Der Kesselflicker durchstöberte seinen Kram und langte in einen schmierigen Leinenbeutel. Dann zog er ein Heftchen heraus und drückte es dem Mann verstohlen in die Hand.

Der Mann starrte das Heft an, schlug es auf und blätterte die schlampig bedruckten Wurstpapierseiten durch.

Könn’Sie lesen?

Nee. Nich besonders.

Macht nix, sagte der Kesselflicker. Sind Bilder drin. Hier. Er griff sich das Heft, stellte sich vertraulich neben den Mann, schlug eine Seite auf und präsentierte die armselige Zeichnung eines grotesk koitierenden Paars.

Na, wie finden Sie das?, sagte der Kesselflicker.

Der Mann schob das Heft weg. Nee, sagte er. Ich brauch nix. Sie entschuldigen. Ich muss wieder zu meiner Schwester.

Tscha, dann nix für ungut, sagte der Kesselflicker. Wollt Sie halt einfach ma’ reinlinsen lassen. Tut ja keinem weh, oder?

Nee. Trotzdem, ich muss jetz. Vielleicht brauch ich was, wenn Sie’s nächste Mal wiederkommen … Er trat zurück. Der Kesselflicker, das Heft in der Hand, stand immer noch da; die Habgier in seinem Gesicht war leisem Ärger gewichen.

Na denn. War ja bloß ma’ne Frage. Ich wünsch Ihnen was. Und Ihrer Schwester auch.

Dankschön, sagte der Mann. Er drehte sich um und hob zum Abschied zaghaft den Arm; dann vergrub er die Hände im Overall und marschierte zur Hütte.

In’n paar Tagen bin ich wieder im Land, rief der Kesselflicker hinter ihm her. Der Mann ging weiter. Der Kesselflicker spuckte aus, stellte sich zwischen die Deichselstangen, hievte sie hoch, wendete den scheppernden Klapperkarren und zog zurück durch den Wald.

Der Mann war direkt vor der Tür stehen geblieben, stützte den Fuß auf die Schwelle und blickte dem Kesselflicker nach, bis er verschwunden war. Eine Weile hörte er noch das Scheppern und Rasseln des über die zerschrundete Landstraße wankenden Karrens; dann ebbte das Geräusch ab und wich schließlich dem sanften Rauschen der Kiefern, dem Gesumm der Insekten. Er trat in die Hütte.

Culla, sagte sie.

Ja.

Hat der Hausierer auch Kakao?

Nein. Ich hätt so gern mal’ne Tasse Kakao.
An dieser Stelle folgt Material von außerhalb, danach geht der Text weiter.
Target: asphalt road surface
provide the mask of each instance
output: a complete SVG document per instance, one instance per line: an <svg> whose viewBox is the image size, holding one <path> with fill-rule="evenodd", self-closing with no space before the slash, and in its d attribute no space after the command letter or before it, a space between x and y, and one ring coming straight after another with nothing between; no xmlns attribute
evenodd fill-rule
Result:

In eine schmuddlige Steppdecke gehüllt, hockte sie auf dem Stuhl, stützte die Füße auf den unteren Steg und betrachtete den kargen Kamin, auf dessen Asche das Mittagslicht lag und aus dem ihre zitternde Stimme zurückhallte.

Er iss wieder fort, sagte der Mann. Hat eh nix gehabt.
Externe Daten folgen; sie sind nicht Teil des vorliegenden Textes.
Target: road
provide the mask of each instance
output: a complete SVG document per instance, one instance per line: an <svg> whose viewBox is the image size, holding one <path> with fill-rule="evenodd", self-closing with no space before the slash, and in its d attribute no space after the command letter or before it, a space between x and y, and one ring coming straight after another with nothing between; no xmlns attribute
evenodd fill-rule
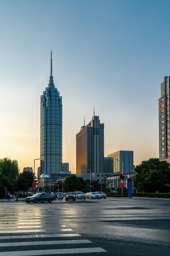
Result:
<svg viewBox="0 0 170 256"><path fill-rule="evenodd" d="M0 256L170 256L170 209L163 200L0 202Z"/></svg>

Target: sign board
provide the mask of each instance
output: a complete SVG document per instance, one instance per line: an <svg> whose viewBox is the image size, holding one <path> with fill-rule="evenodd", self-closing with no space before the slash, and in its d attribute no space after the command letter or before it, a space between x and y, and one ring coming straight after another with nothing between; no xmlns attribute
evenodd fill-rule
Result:
<svg viewBox="0 0 170 256"><path fill-rule="evenodd" d="M33 188L35 188L36 186L36 182L33 182Z"/></svg>
<svg viewBox="0 0 170 256"><path fill-rule="evenodd" d="M43 174L43 178L49 178L50 175L49 174Z"/></svg>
Sie schauderte leicht. Sollen wir heut Abend mal Feuer machen?

Iss doch garnich so kalt.

Heut Nacht isses kälter geworden. Hast du selber gesagt. Ich hätt so gern mal abends’n warmes Feuer. Wenn’s richtig kalt wird, machen wir uns dann eins?

Er lehnte am Türrahmen und schnitt mit dem Taschenmesser dünne Spankringel heraus. Vielleicht, sagte er, ohne zuzuhören; er hörte nie zu.

 

Drei Tage nach dem Besuch des Kesselflickers setzten die Wehen ein. Sie sagte: Ich hab Schmerzen.
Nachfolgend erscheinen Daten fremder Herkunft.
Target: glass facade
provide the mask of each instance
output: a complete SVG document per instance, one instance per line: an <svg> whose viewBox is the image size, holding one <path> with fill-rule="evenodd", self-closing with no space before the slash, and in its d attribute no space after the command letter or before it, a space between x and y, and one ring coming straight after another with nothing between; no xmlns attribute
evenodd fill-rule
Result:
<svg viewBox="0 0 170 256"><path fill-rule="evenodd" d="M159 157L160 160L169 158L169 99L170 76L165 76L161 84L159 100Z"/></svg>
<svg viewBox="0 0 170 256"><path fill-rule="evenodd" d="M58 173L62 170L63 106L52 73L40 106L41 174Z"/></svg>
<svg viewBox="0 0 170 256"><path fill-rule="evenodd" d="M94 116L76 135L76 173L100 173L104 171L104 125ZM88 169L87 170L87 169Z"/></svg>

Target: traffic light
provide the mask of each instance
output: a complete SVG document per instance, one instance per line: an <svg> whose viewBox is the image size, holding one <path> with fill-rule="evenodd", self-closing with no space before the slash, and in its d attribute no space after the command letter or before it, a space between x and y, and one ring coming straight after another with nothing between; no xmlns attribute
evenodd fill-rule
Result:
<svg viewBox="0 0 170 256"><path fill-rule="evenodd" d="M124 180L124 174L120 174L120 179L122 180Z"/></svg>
Isses so weit? sagte er; er saß auf dem Bett, fuhr hoch und starrte durchs kleine Fenster hinüber zum dichten Kiefernwald.

Weiß nich, sagte sie. Wahrscheinlich.

Er fluchte leise vor sich hin.

Holst du sie dann?

Er schaute sie an und sah wieder weg. Nein, sagte er.

Sie lehnte sich auf dem Stuhl nach vorne und blickte durchs Zimmer, die Augen riesig im schmalen Gesicht. Du hast gesagt, wenn’s so weit iss, dann holst du sie.

Garnich wahr, sagte er. Ich hab gesagt, vielleicht.

Hol sie, sagte sie. Jetz hol sie doch bitte.

Geht nich. Dann erzählt sie’s bloß rum.

Wem denn?

Allen.

Und wenn du ihr’n Dollar gibst? Kannst ihr nich einfach’n Dollar geben, dass sie’s nich rumerzählt?

Nein. Außerdem isse bloß so’ne olle Niggerhexe.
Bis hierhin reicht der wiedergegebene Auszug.